Wat er aan vooraf ging

Vorig schooljaar heb ik wiskunde gegeven aan vijf van de zes klassen 3havo op de school waar ik werk. Dit jaar sprak de collega die een groot aantal leerlingen nu in 4h heeft mij aan. Wat was er gebeurd? Terwijl ze uitleg stond te geven, ging er een vinger omhoog: “mevrouw, dit hebben we vorig jaar uitgebreid gehad, dit kunnen we“. En na wat test-sommetjes kon ze de uitleg inderdaad stopzetten. Ik heb een paar dagen naast mijn schoenen gelopen van trots! Twee weken later komt dezelfde collega weer langs. Het eerste proefwerkcijfer van haar leerlingen 4h, normaal een verdrietig moment, was echt opvallend hoog. Weer liep ik naast mijn schoenen!

Netjes werken

Twee keer een compliment uit 4h, hoe mooi wil je het hebben. Maar daar ging natuurlijk wel wat aan vooraf. En wel aan het begin van mijn loopbaan in het VO als zij-instromer. De eerste keer dat ik een eindexamenklas had, had ik natuurlijk ook voor de eerste keer de tweede correctie van een andere school. En bij het openslaan van het werk viel mij direct op dat het werk er zo goed verzorgd was. Na de bespreking met de collega, vertelde ik hem dat. Ja, zei hij, daar starten we in klas 1 mee en bij het eindexamen zien we daar de opbrengsten van. Er vielen wat kwartjes bij mij. Kon ik mij tot die tijd alleen focussen op de inhoud en organisatie van mijn lessen, daarna ging het mij ook om hoe de leerlingen met wiskunde om gaan. Eigenlijk staat dat tegenwoordig bij mij centraal: wiskunde leren doe je op deze manier. En gelukkig wordt ik hierin gesteund en geïnspireerd door mijn leerlingen en de vakliteratuur, oa. Barton en Lemov.

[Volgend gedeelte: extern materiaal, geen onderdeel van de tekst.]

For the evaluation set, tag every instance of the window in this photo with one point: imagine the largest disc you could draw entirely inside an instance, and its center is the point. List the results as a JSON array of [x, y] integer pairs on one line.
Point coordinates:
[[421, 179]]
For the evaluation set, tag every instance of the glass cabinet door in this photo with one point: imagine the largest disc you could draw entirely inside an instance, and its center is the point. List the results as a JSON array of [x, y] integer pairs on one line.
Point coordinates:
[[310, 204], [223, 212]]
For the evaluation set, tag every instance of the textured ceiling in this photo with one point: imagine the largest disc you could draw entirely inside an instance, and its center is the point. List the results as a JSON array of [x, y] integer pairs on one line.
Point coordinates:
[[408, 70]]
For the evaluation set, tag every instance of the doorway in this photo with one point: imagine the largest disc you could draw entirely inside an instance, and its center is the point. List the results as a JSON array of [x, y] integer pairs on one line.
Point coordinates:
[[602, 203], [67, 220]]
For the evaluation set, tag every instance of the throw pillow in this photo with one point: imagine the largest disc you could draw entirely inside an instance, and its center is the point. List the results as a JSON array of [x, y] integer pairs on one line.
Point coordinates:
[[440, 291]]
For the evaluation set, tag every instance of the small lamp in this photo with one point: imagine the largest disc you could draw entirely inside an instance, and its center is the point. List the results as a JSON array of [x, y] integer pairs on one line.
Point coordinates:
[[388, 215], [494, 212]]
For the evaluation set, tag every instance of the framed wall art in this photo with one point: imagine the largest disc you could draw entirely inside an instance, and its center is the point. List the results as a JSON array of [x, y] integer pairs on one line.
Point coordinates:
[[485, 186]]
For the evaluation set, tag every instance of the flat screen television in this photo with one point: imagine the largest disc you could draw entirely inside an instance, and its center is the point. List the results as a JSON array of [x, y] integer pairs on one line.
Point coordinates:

Het is soms een wat ongemakkelijke werkelijkheid, een docent die het succes van de leerlingen claimt. Maar bij eindexamenklassen is het niet ongebruikelijk. Als tweedegrader claim daarom een klein stukje van het succes in 4h van de leerlingen die ik voorgaande jaren gehad heb. Net zoals ik mij aangesproken moet voelen (en ook voel), wanneer in 4h blijkt dat leerlingen zaken niet geleerd hebben.

GGL

Nu is het aan anderen om te beoordelen of ik nou zo’n goede docent ben. Wellicht geeft een lijstje van ingrediënten van mijn lessen een idee:

  • In de lessen is een duidelijke structuur.
  • Lestijd is er voor wiskunde.
  • Er is rust. Soms zelfs stilte.
  • Er is uitleg. Voordoen, uitleggen, nadoen, oefenen, stappenplannen.
  • Herhaling door middel van quizizz-quizjes.
  • Huiswerk wordt belangrijk gemaakt dmv registratie.
  • Leerlingen kunnen huiswerk zelf spreiden over de lesweek.
  • Huiswerkopgaven worden door leerlingen op het bord gemaakt.
  • Duidelijke instructie over wat en hoe in het schrift.
  • Een werksfeer waarin fouten gemaakt mogen worden.

Zoiets. Wat volgens mij “Gewoon Goed Lesgeven” is.

Cirkel van invloed

Net zoals bij het eindexamen, zijn er natuurlijk ook leerlingen of klassen die het met GGL niet goed doen. Vaak heeft dat een reden of een oorzaak. In de derde informeer ik daarom naar de wiskunde-biografie van de leerling. Hoe ging het in klas 1, van wie had je les, wat vond je daar goed aan, etc. En net zoals ieder andere docent, weet ik ook bij welke collega’s de lessen niet goed lopen en de leerlingen naar verhouding veel zelf moeten doen. Ik hoor en lees dat meestal van leerlingen in de tweede week: oh, u volgt wel de planning, checkt wel de schriften, dwingt wel rust en orde af. Daarmee aangevend dat ze het voorgaande jaren anders was1).

En daarmee doe ik wat ik kan in mijn lessen. Want daar kan ik dat bepalen, meer kan ik niet.

1) Ongeacht de reden of oorzaak. Die doet er voor leerlingen niet toe. Op het eindexamen wordt niet gevraagd of je les had van die-en-die. Zijn er geen verzachtende omstandigheden.

Barton, C. (2019). Volgens Barton: Lesgeven in wiskunde aan de hand van wetenschap, experts en 12 jaar aan mislukkingen (R. Kneyber, Vert.; 1ste dr.). Phronese.
Lemov, D. (2021). Teach like a Champion 3.0: 63 techniques that put students on the path to college. (1ste dr.). Jossey-Bass.